My English teacher, Mr. Fillier had a way of teaching above and beyond the curriculum. Instead of teaching literature, he always extrapolated themes to life itself. He pushed us to think critically and divergently. I remember that our conversations were very thought provoking, and often times my mind would wander to my parents and problems at home. I think because our conversations made us reflect on life and history itself, it always caused my brain to spiral back to thoughts of what was going on outside of school.

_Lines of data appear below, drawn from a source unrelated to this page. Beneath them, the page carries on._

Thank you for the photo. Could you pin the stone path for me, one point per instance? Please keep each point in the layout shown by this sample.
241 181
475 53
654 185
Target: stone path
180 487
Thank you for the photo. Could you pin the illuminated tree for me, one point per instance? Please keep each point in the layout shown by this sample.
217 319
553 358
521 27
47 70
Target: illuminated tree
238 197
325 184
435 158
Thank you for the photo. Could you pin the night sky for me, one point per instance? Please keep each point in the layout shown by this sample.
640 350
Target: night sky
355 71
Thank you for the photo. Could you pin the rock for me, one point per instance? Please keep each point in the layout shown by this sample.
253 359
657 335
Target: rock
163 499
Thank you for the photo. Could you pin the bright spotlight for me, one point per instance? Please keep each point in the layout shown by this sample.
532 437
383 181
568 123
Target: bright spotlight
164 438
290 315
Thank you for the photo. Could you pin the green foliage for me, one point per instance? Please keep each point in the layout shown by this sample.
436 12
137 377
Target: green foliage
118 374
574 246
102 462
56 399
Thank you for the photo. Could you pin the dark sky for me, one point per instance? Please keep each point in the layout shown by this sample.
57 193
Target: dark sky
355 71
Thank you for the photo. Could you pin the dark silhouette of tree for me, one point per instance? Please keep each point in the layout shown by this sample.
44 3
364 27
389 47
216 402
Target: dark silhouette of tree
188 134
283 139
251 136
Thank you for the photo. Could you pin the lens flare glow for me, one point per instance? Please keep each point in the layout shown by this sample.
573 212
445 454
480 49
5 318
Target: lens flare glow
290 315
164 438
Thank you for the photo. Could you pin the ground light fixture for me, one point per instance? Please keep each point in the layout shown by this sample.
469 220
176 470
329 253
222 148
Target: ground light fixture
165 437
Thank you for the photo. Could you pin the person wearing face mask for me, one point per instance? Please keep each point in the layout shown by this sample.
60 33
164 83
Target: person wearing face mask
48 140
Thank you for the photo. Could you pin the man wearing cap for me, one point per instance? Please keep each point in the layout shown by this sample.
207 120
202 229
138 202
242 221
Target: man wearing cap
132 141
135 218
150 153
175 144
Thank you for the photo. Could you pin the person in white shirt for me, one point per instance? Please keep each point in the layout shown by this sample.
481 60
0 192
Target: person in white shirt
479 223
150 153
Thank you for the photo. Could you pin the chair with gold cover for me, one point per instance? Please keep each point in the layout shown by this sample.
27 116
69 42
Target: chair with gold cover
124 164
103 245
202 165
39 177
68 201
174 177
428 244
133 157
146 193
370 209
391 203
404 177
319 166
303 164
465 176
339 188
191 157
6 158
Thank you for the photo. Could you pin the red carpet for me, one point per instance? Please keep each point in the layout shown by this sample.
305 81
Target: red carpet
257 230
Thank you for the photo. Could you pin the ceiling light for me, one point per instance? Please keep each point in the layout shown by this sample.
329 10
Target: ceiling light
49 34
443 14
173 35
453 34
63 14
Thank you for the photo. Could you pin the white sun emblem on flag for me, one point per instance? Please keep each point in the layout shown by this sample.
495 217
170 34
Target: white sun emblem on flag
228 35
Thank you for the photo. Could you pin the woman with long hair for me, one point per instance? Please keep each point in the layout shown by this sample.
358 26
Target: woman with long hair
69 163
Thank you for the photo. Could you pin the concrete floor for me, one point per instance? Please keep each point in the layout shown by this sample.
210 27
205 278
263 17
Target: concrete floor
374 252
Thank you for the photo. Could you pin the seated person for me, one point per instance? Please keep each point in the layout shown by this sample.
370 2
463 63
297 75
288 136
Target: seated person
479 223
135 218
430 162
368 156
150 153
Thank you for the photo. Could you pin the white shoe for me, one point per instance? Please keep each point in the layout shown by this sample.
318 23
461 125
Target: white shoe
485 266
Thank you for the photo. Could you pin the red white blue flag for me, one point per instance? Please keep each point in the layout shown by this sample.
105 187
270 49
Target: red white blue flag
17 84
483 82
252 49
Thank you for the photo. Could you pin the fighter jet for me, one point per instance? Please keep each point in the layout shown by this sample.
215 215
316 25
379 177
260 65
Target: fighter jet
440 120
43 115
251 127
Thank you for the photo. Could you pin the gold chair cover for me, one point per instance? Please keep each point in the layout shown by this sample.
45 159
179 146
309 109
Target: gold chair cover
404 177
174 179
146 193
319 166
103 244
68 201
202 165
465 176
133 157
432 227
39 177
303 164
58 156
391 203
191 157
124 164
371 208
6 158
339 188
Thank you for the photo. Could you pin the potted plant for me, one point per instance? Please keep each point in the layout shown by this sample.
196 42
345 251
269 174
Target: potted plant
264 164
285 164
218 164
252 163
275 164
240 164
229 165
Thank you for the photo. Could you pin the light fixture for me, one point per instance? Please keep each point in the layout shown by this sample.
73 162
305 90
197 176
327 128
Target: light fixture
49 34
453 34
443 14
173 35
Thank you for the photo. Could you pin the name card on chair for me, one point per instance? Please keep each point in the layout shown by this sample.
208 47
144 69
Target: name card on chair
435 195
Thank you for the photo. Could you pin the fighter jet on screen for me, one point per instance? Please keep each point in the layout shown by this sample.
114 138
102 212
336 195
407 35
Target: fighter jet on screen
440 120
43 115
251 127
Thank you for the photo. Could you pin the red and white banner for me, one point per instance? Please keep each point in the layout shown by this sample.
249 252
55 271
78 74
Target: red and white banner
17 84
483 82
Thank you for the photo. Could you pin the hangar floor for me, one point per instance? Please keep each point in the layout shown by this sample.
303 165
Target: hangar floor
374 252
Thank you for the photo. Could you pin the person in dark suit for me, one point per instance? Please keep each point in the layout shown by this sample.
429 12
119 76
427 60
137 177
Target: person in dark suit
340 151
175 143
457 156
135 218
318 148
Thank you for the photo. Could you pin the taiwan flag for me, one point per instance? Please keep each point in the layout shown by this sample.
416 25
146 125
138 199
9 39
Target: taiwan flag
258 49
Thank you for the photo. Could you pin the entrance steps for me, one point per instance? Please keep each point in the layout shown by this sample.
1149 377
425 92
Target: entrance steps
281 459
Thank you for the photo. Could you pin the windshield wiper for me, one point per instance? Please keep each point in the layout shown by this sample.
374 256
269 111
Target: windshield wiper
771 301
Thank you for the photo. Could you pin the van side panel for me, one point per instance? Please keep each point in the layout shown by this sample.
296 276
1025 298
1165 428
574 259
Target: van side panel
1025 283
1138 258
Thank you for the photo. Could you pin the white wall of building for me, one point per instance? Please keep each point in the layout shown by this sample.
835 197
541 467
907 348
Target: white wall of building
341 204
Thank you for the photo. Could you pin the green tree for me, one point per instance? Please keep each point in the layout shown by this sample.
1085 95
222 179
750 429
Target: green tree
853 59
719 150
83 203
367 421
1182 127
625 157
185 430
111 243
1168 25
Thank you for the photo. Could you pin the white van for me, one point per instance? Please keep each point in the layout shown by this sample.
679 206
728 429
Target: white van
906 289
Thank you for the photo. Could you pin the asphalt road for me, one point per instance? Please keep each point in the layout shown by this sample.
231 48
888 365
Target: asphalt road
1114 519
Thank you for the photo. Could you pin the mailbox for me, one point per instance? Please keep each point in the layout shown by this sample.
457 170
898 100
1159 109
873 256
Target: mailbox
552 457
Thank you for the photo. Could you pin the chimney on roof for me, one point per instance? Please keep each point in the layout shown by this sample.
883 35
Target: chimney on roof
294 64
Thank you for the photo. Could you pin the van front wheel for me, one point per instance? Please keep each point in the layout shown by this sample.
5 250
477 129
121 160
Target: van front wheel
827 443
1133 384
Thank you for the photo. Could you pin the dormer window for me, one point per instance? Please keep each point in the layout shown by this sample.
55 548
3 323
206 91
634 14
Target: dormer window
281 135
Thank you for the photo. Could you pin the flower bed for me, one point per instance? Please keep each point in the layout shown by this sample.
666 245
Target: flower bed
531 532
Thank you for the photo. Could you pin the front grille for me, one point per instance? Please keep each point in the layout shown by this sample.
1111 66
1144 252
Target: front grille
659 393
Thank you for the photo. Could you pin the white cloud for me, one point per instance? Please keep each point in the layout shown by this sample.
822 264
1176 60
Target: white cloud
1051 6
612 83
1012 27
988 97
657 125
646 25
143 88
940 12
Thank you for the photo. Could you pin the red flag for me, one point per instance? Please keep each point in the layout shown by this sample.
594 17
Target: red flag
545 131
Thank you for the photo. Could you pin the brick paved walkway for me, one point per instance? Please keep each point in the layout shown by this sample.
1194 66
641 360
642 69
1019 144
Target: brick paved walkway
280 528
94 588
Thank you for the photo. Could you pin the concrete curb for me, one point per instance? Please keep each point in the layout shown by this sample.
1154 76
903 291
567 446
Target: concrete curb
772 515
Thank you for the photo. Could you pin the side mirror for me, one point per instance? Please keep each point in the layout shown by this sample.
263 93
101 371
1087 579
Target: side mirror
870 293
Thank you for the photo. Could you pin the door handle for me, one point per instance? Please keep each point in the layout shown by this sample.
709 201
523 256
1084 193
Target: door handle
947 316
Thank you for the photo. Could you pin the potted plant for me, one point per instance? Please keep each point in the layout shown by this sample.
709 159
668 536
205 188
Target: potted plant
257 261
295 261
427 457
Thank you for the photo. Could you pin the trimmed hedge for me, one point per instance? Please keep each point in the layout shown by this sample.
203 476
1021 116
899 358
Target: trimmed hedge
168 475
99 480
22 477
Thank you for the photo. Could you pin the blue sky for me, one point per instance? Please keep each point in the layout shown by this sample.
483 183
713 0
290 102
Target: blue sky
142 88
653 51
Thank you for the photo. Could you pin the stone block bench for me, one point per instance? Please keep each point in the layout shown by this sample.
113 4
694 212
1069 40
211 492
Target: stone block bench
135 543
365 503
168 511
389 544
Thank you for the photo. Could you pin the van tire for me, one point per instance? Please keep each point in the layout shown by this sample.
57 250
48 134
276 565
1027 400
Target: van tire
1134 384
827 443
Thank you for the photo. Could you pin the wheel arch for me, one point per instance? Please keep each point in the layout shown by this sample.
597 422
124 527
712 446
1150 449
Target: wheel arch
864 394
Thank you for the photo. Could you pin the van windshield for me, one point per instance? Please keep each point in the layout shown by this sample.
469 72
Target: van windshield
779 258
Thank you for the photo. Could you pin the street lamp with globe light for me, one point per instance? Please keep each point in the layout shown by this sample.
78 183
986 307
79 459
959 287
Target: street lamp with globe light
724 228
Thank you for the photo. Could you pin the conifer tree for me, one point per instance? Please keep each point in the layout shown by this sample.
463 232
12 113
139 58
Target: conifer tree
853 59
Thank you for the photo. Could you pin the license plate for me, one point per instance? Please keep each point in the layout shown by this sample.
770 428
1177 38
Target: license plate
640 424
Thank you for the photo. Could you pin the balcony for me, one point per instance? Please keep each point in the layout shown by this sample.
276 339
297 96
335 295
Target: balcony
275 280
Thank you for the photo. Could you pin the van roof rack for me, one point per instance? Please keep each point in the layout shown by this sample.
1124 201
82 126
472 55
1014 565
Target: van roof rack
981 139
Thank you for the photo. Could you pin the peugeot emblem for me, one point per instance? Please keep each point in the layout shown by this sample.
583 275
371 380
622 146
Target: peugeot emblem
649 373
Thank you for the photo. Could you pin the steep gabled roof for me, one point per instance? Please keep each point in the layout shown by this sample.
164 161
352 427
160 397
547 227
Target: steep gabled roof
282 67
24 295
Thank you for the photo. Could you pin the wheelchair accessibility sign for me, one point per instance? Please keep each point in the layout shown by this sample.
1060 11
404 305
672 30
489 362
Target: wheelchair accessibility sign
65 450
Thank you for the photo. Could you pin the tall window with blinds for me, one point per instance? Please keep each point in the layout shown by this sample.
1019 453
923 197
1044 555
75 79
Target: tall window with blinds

English was my strongest subject, but for some reason, I just could not focus in these classes. Many times, I would have to leave the classroom because I was emotional and needed to step out. Sometimes I would stay after class just to sit alone and cry. He would listen to me and just be there—not to speak with me or offer advice, but just be there so that I would not feel alone. He always made me feel welcome in his classroom, and made sure that I knew that if I ever needed to be alone, he would let me have his classroom or find a safe and quiet place for me if his classroom was in use.
Eleven years after graduation, I think about Mr. Fillier daily. Reflecting on my teenage years, I realize how much his commitment influenced my life and how important his compassion was in developing me as a person. His love and support helped me persevere, and pushed me to want to please him academically more than anyone else.
Mr. Fillier was there for me in more ways than he will ever know, and for that, I am eternally grateful.